Loops
Lately, I’ve been thinking a lot about one of my first programming lessons. I must have been 8 or 9, and I had picked up a Visual Basic textbook that was wedged firmly in the family bookshelf. The first exercise was programming a dot to move one space on a board on the screen. It was fascinating and wildly rewarding, but as you know, this story isn’t about moving that dot one space. This story is about the next lesson — how to move that dot again and again and again in just a couple more lines of code.
About a year ago, I spent a lot of time thinking about how to use LLMs. What are they good at? Where do I need that? It was a pretty daunting exercise to examine everything you’re doing and try to find the right job to be done. And while I did find a few use cases here and there, the models kept getting better. And I kept wondering what else I could be using them for.

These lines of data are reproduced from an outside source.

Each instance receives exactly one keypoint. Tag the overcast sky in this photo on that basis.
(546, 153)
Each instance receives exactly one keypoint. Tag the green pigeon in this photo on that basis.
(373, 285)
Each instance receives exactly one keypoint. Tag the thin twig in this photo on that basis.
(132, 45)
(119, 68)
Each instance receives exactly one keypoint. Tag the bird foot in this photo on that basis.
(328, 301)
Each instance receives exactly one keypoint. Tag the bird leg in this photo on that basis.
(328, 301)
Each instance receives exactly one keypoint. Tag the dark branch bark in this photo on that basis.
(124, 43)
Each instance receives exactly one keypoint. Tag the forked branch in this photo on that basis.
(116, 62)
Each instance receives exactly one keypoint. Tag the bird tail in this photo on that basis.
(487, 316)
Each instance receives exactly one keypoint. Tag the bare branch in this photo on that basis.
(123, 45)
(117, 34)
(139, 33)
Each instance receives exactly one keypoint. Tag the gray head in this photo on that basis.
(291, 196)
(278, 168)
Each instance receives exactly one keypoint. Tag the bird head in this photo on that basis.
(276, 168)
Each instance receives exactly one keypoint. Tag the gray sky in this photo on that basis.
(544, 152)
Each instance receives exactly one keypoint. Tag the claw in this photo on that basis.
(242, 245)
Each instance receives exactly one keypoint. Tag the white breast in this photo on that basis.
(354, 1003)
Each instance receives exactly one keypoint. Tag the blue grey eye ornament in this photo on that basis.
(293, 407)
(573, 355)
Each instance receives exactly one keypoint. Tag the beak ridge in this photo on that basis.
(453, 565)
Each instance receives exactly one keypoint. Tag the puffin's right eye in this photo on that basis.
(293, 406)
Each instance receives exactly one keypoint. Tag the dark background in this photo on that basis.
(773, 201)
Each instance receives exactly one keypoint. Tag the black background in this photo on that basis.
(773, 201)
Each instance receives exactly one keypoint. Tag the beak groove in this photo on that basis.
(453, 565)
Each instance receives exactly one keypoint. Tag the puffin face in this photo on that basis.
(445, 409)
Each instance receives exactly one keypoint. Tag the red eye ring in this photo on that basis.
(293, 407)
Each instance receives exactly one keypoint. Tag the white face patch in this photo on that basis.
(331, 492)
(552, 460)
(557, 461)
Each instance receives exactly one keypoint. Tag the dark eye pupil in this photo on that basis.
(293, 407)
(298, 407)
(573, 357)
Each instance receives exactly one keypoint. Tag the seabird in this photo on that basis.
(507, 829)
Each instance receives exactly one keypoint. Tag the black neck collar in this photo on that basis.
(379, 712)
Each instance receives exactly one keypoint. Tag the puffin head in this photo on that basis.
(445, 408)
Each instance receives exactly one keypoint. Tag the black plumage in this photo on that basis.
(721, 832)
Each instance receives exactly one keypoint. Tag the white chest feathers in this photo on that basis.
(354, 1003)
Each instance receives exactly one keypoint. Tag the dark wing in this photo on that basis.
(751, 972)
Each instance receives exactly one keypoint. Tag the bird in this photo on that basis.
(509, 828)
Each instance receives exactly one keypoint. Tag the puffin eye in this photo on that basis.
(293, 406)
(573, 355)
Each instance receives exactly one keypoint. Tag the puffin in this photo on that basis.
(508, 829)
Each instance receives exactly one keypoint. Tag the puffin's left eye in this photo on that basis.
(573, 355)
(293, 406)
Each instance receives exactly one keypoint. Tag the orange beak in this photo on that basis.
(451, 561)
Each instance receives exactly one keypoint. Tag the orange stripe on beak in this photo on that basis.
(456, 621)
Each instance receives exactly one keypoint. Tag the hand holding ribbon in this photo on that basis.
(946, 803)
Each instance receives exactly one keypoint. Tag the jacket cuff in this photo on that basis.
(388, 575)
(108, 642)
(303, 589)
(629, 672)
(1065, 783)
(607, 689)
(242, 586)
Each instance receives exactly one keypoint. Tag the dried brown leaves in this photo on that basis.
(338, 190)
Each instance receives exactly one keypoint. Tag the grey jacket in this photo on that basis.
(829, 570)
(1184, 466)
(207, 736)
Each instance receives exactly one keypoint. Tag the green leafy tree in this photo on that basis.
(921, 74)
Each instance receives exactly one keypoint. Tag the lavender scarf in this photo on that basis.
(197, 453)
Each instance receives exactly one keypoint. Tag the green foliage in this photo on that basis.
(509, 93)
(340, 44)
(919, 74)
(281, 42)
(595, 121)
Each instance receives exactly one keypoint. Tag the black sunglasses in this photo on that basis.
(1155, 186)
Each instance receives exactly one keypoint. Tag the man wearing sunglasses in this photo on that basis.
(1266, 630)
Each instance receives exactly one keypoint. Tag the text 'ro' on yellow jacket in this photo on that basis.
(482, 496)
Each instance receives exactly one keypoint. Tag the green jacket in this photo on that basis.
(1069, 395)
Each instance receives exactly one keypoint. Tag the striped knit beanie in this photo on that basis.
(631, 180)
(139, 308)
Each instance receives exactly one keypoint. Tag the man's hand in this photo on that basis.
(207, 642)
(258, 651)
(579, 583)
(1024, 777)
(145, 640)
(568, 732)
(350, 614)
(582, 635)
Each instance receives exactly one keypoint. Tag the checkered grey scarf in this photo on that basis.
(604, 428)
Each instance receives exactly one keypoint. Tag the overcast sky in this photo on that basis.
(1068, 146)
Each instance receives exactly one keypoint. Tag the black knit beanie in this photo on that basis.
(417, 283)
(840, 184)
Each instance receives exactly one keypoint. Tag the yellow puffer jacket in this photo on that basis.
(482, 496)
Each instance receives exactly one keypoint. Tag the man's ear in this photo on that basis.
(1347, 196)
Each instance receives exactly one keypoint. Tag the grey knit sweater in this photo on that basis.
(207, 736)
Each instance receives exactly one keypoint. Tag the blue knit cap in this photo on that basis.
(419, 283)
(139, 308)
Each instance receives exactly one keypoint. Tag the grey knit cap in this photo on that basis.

It was only recently that I realized I’d fallen into a habit of creating loops for myself. In these loops, I’d use LLMs, learn something about them, then return to the beginning: use LLMs, learn something more. Each discovery pulled me back for another rep. Each time, I would push the boundary on what I did the last time. And after a number of reps, the broader system started to become more clear. This clarity then presented more opportunities to pull in and try LLMs in new workflows. The system became self-propelling.
I fell into two principles I adhere to:
- When you’re uncertain, make moves that collect information.
- Where possible, compound knowledge.
Create loops. If you’re a software engineer, solve a problem you see often. Push it to production where you can gather feedback. Then iterate, iterate, iterate. Start simple. Repeat. The old lessons prevail. Happy looping!